Los Angeles County Veterinary Public Health reports 11 cases of canine schistosomiasis (the liver trematode, Heterobilharzia americana) in dogs from 3 Southern California counties: Los Angeles, Orange, and Riverside between 2018-2023.
All 11 dogs had been swimming in the Colorado River before being diagnosed.
Southern California has not been known to be enzootic for the parasite. The Heterobilharzia americana parasite is known to be enzootic in North Carolina, South Carolina, Georgia, and the Gulf Coast states including Florida, Louisiana, and eastern Texas.

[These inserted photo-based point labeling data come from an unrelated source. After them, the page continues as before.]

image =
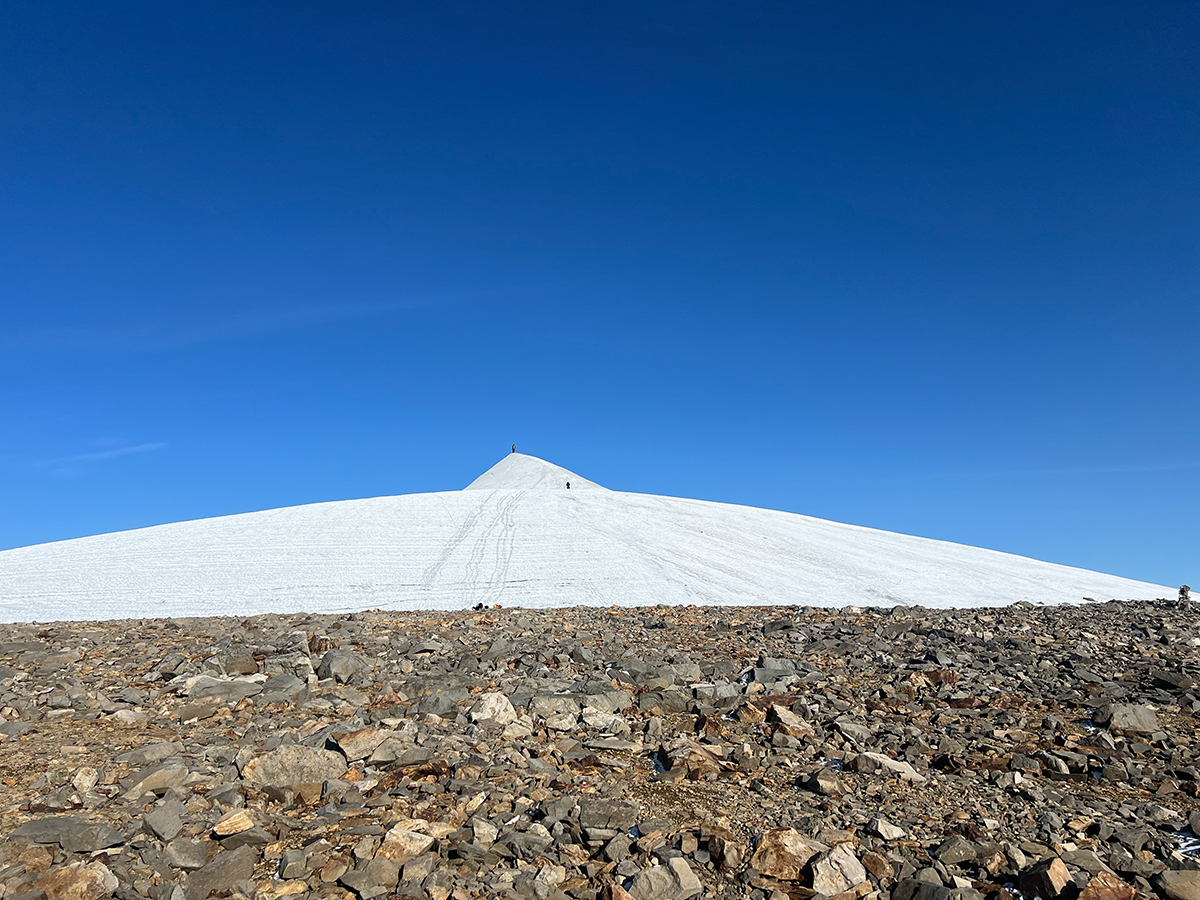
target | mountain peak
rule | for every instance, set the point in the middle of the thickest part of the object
(519, 472)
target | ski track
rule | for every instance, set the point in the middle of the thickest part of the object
(519, 538)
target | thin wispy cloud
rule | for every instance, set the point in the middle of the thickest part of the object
(71, 465)
(165, 334)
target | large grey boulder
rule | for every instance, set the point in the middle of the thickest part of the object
(294, 765)
(71, 833)
(673, 881)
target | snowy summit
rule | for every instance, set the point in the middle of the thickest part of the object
(519, 535)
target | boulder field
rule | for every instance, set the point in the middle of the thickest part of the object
(653, 753)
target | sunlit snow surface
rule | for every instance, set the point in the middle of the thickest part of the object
(519, 538)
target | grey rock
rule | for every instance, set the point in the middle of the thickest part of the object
(71, 833)
(837, 871)
(294, 765)
(342, 665)
(222, 873)
(955, 850)
(163, 823)
(673, 881)
(187, 855)
(154, 779)
(1127, 717)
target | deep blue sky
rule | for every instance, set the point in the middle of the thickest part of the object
(930, 268)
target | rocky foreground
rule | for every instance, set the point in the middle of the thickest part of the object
(657, 753)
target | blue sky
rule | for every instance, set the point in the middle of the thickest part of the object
(930, 268)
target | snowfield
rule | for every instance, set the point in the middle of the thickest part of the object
(519, 537)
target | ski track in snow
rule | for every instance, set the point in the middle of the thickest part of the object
(519, 538)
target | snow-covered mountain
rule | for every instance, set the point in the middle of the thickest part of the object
(519, 537)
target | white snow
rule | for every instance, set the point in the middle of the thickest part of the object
(519, 538)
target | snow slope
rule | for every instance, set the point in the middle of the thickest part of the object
(517, 538)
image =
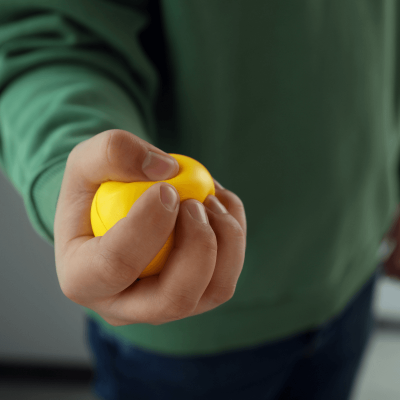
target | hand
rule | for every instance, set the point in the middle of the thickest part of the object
(100, 272)
(392, 263)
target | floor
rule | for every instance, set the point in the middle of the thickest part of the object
(378, 379)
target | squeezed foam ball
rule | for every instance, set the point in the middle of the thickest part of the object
(113, 200)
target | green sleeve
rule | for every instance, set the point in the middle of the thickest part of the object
(69, 69)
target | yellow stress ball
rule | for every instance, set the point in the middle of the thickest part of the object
(113, 200)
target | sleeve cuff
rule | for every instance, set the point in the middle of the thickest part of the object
(42, 199)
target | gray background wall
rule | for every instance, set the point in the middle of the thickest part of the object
(37, 322)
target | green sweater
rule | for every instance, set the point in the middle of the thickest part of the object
(292, 105)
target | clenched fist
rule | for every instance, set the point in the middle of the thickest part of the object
(101, 273)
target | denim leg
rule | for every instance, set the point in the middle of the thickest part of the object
(329, 372)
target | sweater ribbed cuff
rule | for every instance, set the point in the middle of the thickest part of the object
(41, 206)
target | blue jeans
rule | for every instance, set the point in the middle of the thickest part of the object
(320, 364)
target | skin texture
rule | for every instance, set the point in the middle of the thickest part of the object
(100, 273)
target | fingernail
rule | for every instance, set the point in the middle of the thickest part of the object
(169, 197)
(219, 186)
(158, 167)
(213, 203)
(197, 211)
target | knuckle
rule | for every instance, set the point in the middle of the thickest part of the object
(205, 237)
(116, 143)
(177, 305)
(115, 267)
(68, 290)
(236, 200)
(222, 294)
(236, 231)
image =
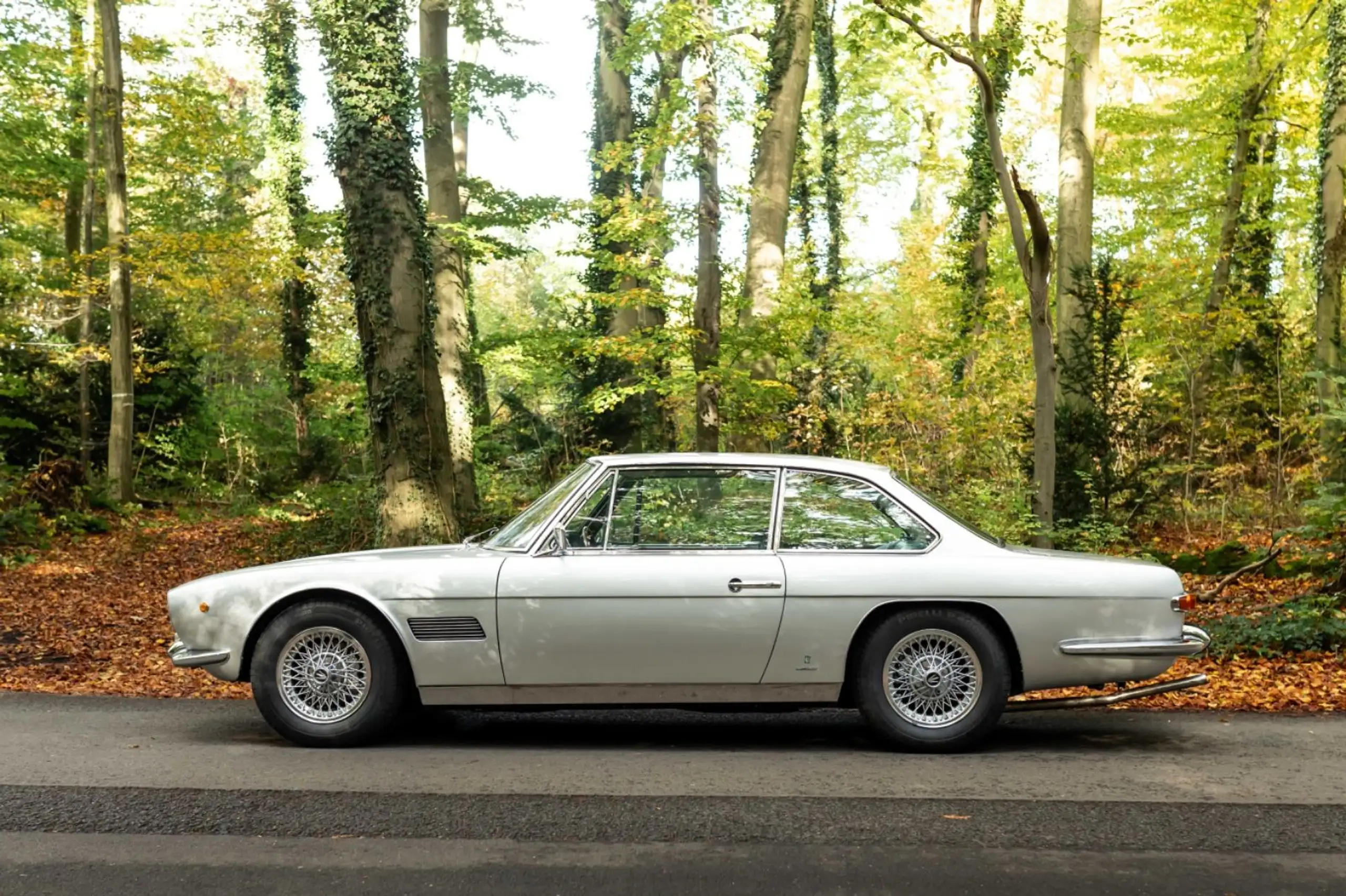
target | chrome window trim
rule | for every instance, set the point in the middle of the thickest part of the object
(863, 552)
(589, 489)
(567, 506)
(712, 552)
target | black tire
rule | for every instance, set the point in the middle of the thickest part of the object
(934, 735)
(385, 683)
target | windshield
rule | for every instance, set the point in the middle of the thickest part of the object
(518, 533)
(974, 529)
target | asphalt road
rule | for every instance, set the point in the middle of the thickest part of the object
(108, 796)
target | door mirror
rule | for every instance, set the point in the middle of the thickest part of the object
(555, 544)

The geographic range for this parasite may be increasing, as small numbers of cases have also been reported from Oklahoma, Kansas, Indiana, and Utah. These 11 cases in dogs that visited the Colorado River suggest that the range may be expanding further, although this has not yet been confirmed.
Infection is acquired from direct contact with fresh water containing the free-swimming life stage of the Heterobilharzia americana Freshwater snails serve as the intermediate host. The parasite is not transmitted directly between dogs or from dogs to humans.
The disease in dogs has a very gradual, insidious onset, initially causing lethargy, loss of appetite, and weight loss. Gastrointestinal signs such as vomiting, and diarrhea are common. Without treatment, cases progress to severe liver and intestinal disease, and can be fatal.
This parasite is known to cause a self-limiting dermatitis in humans (“swimmer’s itch”).